Nebraska Revised Statute 30-2627
Chapter 30 Section 2627
Who may be guardian; priorities; bond.
(a) Any competent person or the Public Guardian may be appointed guardian of a person alleged to be incapacitated, except that it shall be unlawful for any agency providing residential care in an institution or community-based program, or any owner, part owner, manager, administrator, employee, or spouse of an owner, part owner, manager, administrator, or employee of any nursing home, room and board home, assisted-living facility, or institution engaged in the care, treatment, or housing of any person physically or mentally handicapped, infirm, or aged to be appointed guardian of any such person residing, being under care, receiving treatment, or being housed in any such home, facility, or institution within the State of Nebraska. Nothing in this subsection shall prevent the spouse, adult child, parent, or other relative of the person alleged to be incapacitated from being appointed guardian or prevent the guardian officer for one of the Nebraska veterans homes as provided in section 80-327 from being appointed guardian or conservator for the person alleged to be incapacitated. It shall be unlawful for any county attorney or deputy county attorney appointed as guardian for a person alleged to be incapacitated to circumvent his or her duties or the rights of the ward pursuant to the Nebraska Mental Health Commitment Act by consenting to inpatient or outpatient psychiatric treatment over the objection of the ward.
(b) Persons who are not disqualified under subsection (a) of this section and who exhibit the ability to exercise the powers to be assigned by the court have priority for appointment as guardian in the following order:
(1) A person nominated most recently by one of the following methods:
(i) A person nominated by the incapacitated person in a power of attorney or a durable power of attorney;
(ii) A person acting under a power of attorney or durable power of attorney; or
(iii) A person nominated by an attorney in fact who is given power to nominate in a power of attorney or a durable power of attorney executed by the incapacitated person;
(2) The spouse of the incapacitated person;
(3) An adult child of the incapacitated person;
(4) A parent of the incapacitated person, including a person nominated by will or other writing signed by a deceased parent;
(5) Any relative of the incapacitated person with whom he or she has resided for more than six months prior to the filing of the petition;
(6) A person nominated by the person who is caring for him or her or paying benefits to him or her;
(7) The Public Guardian.
(c) When appointing a guardian, the court shall take into consideration the expressed wishes of the allegedly incapacitated person.
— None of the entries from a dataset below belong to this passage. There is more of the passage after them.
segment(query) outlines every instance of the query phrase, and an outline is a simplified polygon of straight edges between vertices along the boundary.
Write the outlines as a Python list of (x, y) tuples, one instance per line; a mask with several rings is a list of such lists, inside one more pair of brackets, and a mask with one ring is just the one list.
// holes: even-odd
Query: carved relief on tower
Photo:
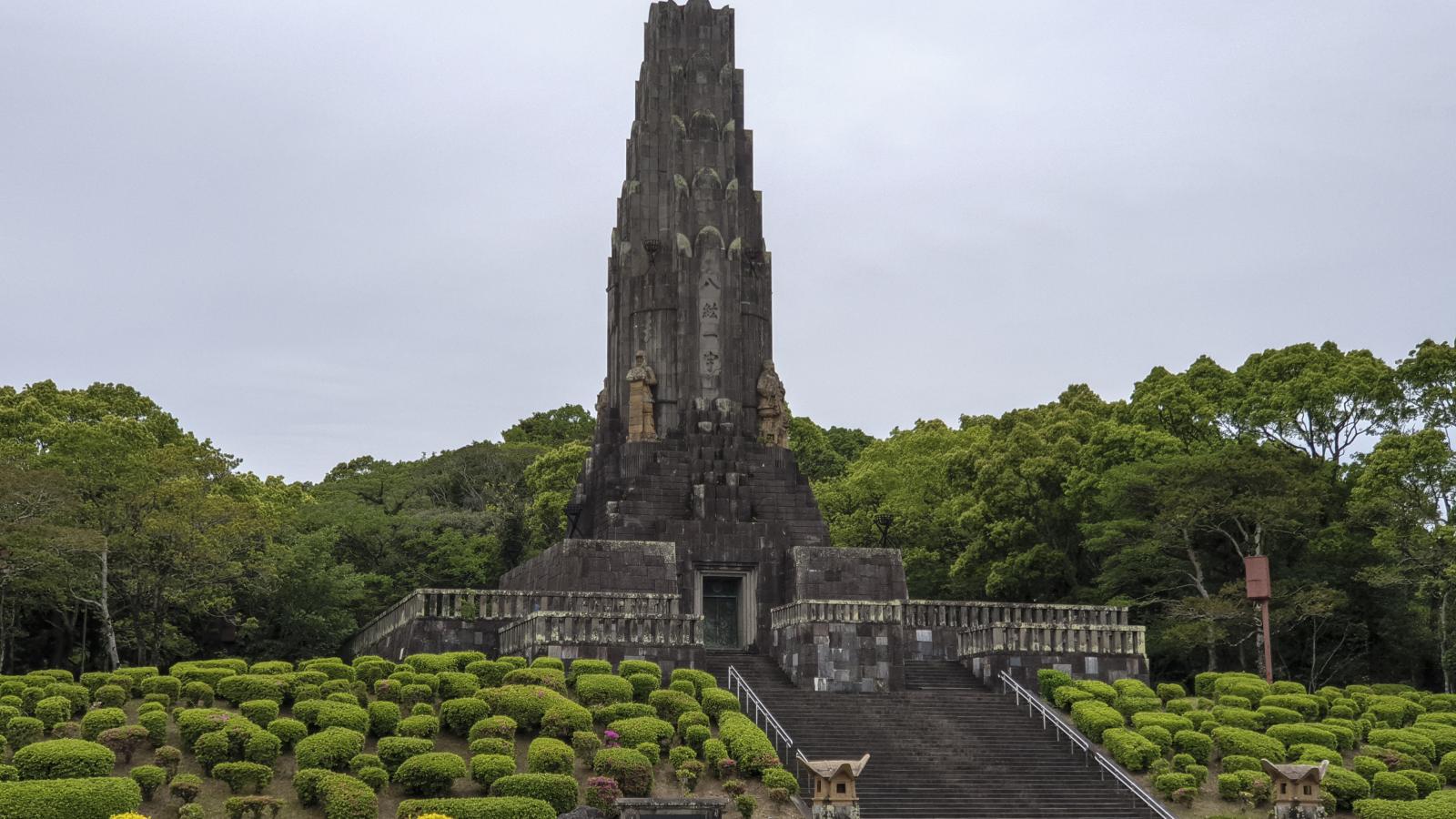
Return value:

The court, acting in the best interest of the incapacitated person, may pass over a person having priority and appoint a person having lower priority or no priority. With respect to persons having equal priority, the court shall select the person it deems best qualified to serve.
(d) In its order of appointment, unless waived by the court, the court shall require any person appointed as guardian to successfully complete within three months of such appointment a training program approved by the Public Guardian. If the person appointed as guardian does not complete the training program, the court shall issue an order to show cause why such person should not be removed as guardian.
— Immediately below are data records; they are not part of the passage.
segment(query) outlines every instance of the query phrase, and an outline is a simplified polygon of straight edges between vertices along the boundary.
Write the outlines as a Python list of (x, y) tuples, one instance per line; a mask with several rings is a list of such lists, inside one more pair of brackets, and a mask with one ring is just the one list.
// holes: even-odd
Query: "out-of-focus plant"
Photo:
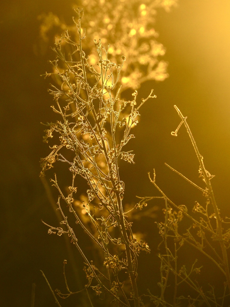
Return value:
[[(154, 26), (157, 9), (169, 11), (177, 0), (81, 0), (77, 6), (84, 8), (82, 28), (87, 28), (90, 65), (94, 65), (98, 55), (93, 47), (94, 40), (101, 39), (102, 45), (110, 44), (107, 56), (111, 62), (121, 64), (121, 56), (127, 60), (121, 72), (121, 91), (136, 89), (148, 80), (163, 81), (168, 77), (167, 63), (161, 58), (165, 52)], [(75, 8), (76, 8), (75, 7)], [(50, 42), (49, 34), (54, 27), (68, 29), (71, 39), (76, 40), (75, 27), (61, 22), (52, 13), (40, 15), (40, 50), (45, 49)], [(88, 50), (86, 50), (86, 49)]]

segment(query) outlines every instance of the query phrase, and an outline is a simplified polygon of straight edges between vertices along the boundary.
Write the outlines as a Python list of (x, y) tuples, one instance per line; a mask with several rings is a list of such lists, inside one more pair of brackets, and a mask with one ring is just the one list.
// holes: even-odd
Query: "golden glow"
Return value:
[(143, 3), (142, 4), (141, 4), (140, 6), (140, 9), (142, 10), (145, 10), (146, 8), (146, 6), (145, 4)]
[(135, 34), (136, 33), (136, 31), (135, 29), (132, 29), (131, 31), (129, 32), (129, 36), (133, 36), (133, 35), (135, 35)]
[(144, 27), (141, 27), (139, 30), (139, 32), (140, 32), (140, 33), (141, 33), (141, 34), (142, 34), (142, 33), (144, 33)]

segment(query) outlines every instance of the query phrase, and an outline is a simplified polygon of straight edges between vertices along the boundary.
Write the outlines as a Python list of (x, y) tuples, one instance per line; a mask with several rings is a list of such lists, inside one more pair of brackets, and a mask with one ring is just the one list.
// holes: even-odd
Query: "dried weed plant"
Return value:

(e) The court may require a guardian to furnish a bond in an amount and conditioned in accordance with the provisions of sections 30-2640 and 30-2641. The Public Guardian shall not be required to post bond.
- Laws 1974, LB 354, § 245, UPC § 5-311;
- Laws 1982, LB 428, § 10;
- Laws 1985, LB 292, § 2;
- Laws 1993, LB 782, § 10;
- Laws 1997, LB 396, § 2;
- Laws 1997, LB 466, § 10;
- Laws 1997, LB 608, § 1;
- Laws 2014, LB920, § 23.
Subdivision (b)(4) of this section evidences a legislative preference that a parent of an incapacitated person be appointed guardian over a person with no priority. In re Guardianship of Benjamin E., 289 Neb. 693, 856 N.W.2d 447 (2014).
Subsection (c) of this section does not require a specific finding that it is in the best interest of the incapacitated person to pass over a person with priority. In re Guardianship of Benjamin E., 289 Neb. 693, 856 N.W.2d 447 (2014).
When two persons have equal priority, the Nebraska Probate Code directs the court to appoint the person "best qualified to serve" as guardian. In re Guardianship & Conservatorship of Karin P., 271 Neb. 917, 716 N.W.2d 681 (2006).